I thought I'd start by showing them the basic syntax differences, then move on to the equivalent tools in Python to manipulate and plot arrays (Numpy and Matplotlib). However, at some point I also want to introduce lists, dictionaries, functions, defensive programming, and other key concepts that are often ignored by course that teach scientists how to analyse and plot their data.
Has anyone given, seen or had a course that was aimed at MATLAB users that I could adapt or use as inspiration? Should I treat them like absolute beginners, or can I pitch some of these concepts in terms of their existing experience?
1) Numpy for Matlab Users [1] 2) A Gallery of Interesting Jupyter Notebooks [2] 3) This introduction to Matplotlib that starts with the Matlab-style API and transitions to the object oriented API [3]
[1] https://docs.scipy.org/doc/numpy/user/numpy-for-matlab-users... [2] https://github.com/jupyter/jupyter/wiki/A-gallery-of-interes... [3] https://nbviewer.jupyter.org/github/jrjohansson/scientific-p...
They also probably picked a lot of habits from experience that you have no idea about, and also have specific tools and workflows they use.
The matlab documentation is just extremely good. You can actually get useful and working _examples_ of code just from searching a command name in the help browser.

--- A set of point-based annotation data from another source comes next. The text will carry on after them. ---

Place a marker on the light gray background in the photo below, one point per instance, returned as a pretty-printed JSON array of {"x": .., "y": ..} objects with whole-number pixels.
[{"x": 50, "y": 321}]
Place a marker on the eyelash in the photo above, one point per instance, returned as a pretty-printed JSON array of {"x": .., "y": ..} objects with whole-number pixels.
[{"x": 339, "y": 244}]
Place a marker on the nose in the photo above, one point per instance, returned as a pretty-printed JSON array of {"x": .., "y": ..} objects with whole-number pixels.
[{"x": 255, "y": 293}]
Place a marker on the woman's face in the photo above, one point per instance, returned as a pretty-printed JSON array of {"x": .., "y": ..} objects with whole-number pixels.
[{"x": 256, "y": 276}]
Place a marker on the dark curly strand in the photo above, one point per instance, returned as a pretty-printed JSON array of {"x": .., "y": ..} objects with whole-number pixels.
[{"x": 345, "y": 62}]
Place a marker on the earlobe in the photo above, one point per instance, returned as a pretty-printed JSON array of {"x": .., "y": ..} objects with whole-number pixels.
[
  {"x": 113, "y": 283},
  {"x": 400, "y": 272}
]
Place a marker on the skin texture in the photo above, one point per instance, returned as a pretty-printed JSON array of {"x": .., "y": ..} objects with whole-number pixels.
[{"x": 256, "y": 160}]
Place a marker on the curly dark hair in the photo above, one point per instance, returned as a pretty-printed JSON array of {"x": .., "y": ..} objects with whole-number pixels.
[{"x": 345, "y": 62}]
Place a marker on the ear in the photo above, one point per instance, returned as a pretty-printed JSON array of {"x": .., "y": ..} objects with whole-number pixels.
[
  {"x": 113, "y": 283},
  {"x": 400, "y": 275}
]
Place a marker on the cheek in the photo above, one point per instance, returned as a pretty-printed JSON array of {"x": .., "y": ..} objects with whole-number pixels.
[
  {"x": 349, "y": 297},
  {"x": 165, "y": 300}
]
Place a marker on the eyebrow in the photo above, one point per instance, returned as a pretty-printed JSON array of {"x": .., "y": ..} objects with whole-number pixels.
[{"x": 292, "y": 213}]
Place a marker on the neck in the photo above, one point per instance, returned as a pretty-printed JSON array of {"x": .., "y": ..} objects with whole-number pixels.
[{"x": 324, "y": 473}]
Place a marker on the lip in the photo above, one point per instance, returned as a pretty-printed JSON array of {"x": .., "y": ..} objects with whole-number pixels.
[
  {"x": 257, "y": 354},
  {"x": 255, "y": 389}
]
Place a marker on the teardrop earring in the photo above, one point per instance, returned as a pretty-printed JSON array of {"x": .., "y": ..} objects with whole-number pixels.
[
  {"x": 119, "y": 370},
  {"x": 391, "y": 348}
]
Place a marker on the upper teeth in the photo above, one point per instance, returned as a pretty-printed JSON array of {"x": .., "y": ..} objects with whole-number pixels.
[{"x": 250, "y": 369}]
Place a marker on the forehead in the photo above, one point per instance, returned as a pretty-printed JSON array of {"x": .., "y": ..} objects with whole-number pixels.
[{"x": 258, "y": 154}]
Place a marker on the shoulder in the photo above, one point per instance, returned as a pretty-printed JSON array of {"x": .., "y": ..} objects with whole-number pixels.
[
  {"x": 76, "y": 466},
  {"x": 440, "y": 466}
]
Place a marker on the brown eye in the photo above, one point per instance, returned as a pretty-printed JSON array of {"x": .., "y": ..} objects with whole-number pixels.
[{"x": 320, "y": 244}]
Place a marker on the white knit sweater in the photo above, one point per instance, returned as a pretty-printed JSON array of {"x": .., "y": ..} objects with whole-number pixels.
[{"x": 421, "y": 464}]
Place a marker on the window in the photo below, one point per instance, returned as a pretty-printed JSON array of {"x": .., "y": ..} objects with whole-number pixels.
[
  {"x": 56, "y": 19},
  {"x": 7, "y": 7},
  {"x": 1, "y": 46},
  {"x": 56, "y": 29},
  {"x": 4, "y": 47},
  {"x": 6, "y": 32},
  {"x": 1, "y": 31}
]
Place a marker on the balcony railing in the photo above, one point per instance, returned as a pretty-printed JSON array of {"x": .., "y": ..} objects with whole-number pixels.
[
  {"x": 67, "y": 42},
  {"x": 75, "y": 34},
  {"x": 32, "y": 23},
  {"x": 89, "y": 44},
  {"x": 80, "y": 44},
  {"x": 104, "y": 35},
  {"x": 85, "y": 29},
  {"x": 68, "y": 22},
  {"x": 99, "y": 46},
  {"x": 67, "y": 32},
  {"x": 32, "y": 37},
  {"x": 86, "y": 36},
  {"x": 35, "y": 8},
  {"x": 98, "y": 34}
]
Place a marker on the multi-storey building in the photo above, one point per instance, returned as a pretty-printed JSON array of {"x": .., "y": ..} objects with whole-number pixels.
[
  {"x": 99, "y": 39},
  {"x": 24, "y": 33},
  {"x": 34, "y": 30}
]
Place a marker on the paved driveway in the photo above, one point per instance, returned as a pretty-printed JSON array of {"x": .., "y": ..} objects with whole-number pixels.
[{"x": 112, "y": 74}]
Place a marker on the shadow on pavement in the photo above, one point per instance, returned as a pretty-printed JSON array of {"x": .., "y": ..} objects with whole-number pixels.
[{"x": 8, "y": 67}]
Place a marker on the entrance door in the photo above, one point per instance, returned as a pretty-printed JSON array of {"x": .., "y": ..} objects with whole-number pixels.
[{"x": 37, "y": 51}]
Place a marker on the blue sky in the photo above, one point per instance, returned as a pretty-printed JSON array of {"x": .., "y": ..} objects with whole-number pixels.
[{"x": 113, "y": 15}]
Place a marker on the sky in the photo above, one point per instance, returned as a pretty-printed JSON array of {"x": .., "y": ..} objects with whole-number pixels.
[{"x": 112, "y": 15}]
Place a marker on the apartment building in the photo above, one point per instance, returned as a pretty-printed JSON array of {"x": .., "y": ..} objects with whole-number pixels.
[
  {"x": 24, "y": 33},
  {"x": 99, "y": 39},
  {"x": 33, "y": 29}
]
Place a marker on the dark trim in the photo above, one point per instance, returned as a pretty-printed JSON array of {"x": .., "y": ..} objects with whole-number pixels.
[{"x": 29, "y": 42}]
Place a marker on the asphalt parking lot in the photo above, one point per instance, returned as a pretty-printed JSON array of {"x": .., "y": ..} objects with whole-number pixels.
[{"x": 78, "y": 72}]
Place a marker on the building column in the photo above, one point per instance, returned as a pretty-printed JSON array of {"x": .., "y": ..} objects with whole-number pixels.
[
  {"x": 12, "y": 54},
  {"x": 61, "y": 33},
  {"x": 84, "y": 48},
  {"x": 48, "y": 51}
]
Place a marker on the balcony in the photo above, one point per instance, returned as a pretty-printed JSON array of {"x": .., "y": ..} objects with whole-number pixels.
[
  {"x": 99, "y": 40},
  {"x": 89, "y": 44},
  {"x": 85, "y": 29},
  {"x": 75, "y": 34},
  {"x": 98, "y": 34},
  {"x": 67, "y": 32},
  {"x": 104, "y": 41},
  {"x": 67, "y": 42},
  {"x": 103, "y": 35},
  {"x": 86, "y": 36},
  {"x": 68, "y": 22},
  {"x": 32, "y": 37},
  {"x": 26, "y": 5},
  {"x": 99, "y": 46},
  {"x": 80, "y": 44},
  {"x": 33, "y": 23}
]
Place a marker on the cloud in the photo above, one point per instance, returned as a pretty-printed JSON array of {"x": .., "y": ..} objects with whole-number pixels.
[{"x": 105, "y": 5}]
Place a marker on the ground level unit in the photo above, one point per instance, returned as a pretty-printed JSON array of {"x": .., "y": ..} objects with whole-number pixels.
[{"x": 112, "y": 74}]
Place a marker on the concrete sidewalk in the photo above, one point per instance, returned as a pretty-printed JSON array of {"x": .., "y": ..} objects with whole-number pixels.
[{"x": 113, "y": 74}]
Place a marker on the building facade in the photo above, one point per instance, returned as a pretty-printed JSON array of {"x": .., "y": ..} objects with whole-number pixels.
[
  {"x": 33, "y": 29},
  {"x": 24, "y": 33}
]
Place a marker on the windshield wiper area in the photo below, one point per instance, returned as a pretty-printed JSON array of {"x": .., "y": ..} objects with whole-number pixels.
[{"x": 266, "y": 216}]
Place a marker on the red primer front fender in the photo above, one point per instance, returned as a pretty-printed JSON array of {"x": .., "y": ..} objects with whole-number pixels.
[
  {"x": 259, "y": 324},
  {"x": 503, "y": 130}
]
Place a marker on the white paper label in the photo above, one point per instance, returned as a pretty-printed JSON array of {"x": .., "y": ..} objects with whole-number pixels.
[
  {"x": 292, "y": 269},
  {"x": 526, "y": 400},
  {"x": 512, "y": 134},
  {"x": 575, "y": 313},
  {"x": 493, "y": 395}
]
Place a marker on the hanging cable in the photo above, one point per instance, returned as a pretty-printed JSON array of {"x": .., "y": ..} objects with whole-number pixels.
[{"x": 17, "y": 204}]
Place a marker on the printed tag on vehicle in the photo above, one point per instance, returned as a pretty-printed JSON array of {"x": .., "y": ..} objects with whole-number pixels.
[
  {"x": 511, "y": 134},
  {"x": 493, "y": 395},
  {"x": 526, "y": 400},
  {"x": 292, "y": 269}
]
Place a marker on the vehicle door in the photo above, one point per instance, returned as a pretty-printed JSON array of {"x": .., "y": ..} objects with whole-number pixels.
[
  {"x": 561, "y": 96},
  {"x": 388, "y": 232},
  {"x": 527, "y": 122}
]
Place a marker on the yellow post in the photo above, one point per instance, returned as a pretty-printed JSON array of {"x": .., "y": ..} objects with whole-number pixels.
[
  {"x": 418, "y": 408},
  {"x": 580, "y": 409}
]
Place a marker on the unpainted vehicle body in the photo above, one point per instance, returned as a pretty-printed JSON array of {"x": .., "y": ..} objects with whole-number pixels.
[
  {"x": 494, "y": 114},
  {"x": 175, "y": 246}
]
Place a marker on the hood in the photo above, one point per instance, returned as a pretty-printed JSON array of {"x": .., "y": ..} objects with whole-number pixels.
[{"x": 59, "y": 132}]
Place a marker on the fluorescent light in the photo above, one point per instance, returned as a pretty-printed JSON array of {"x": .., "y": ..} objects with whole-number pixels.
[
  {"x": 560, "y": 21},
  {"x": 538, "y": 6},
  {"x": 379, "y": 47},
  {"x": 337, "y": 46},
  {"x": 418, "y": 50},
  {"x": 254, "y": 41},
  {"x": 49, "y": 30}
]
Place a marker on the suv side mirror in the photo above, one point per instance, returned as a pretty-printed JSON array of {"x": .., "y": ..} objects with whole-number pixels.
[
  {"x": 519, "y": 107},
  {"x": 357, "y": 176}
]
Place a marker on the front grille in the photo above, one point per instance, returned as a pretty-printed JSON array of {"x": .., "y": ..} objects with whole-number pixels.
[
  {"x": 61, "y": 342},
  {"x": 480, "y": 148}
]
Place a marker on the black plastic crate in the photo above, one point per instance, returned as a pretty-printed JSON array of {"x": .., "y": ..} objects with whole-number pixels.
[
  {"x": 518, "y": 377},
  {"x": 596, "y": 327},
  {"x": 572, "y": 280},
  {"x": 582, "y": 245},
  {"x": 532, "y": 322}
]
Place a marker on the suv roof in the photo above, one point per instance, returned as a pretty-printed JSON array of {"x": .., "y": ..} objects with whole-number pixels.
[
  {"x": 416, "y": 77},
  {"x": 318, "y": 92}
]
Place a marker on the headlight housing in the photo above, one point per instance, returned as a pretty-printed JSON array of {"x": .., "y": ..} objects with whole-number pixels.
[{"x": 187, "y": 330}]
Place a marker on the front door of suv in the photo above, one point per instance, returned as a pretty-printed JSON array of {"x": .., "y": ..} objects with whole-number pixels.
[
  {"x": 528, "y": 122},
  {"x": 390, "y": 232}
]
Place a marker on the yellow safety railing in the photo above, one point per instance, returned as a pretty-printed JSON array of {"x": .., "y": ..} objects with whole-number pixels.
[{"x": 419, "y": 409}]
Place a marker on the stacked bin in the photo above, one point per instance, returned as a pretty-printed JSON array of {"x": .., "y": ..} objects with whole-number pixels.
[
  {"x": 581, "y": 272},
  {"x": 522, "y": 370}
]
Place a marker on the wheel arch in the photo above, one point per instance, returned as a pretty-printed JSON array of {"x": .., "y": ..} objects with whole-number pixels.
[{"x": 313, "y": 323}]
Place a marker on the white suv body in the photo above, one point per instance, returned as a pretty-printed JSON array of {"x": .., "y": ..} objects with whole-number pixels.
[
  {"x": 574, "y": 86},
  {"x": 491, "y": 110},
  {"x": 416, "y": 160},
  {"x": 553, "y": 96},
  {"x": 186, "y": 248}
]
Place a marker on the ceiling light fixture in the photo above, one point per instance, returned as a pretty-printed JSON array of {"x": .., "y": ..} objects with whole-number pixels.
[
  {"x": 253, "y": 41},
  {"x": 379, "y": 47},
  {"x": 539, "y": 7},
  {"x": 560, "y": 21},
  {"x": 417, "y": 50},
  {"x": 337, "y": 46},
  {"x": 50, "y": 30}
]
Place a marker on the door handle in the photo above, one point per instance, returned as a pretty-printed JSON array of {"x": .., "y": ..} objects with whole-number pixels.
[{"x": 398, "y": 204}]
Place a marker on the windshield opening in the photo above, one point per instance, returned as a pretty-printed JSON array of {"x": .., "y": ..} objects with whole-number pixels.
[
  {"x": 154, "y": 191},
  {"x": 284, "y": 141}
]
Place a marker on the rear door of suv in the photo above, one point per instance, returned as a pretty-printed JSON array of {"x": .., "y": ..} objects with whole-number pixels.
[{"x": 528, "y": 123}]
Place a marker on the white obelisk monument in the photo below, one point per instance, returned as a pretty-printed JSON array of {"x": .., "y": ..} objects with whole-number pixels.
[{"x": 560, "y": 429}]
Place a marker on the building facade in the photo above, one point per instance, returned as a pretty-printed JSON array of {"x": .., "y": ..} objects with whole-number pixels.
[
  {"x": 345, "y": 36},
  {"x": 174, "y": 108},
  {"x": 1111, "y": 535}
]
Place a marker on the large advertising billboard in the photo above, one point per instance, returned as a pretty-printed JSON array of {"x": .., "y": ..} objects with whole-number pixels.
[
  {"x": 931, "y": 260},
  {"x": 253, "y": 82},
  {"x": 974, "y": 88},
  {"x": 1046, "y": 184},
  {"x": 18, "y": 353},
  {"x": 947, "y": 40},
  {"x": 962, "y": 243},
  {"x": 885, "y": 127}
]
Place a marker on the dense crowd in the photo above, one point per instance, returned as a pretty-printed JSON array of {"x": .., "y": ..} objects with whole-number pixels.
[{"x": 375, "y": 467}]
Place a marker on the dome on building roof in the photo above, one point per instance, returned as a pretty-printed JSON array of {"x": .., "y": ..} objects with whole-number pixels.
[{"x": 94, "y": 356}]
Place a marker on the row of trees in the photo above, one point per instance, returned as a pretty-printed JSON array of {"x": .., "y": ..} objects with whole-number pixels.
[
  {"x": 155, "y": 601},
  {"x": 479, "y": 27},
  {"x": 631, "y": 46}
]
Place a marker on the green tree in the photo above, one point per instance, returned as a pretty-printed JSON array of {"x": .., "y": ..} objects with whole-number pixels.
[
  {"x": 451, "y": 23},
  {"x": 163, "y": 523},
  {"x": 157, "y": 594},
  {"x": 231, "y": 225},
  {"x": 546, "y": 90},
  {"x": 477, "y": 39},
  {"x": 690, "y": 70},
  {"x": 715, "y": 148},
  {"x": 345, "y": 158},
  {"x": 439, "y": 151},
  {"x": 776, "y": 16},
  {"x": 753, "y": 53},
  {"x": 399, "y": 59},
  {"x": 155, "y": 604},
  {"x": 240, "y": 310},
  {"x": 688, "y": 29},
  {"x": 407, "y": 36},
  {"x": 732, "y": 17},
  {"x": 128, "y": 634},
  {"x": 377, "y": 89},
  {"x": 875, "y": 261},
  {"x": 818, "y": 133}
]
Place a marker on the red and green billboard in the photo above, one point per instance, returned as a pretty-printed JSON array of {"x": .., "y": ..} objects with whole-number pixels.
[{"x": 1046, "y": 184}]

Python documentation, I have found out, except the scientific stack which is actually pretty good, is lacking. You have a lot of text, and few examples, which are often not the examples you want. Python documentation is also often completely oblivious of the environment where you're using it, especially on windows.
So you want to replace matlab, the first thing you have to do is understand the environment and context of what you users want to do, and discover if you can make it "just work".
Like, soem things where in matlab would be a matter of just typing `load` and the name of the file and you magically get a variable with data in the way you already expect, where in python you have to hunt for some package or something specific.
Ask them to demo what they are working on, and see if you can reproduce that in python.
Then you start teaching them "programming".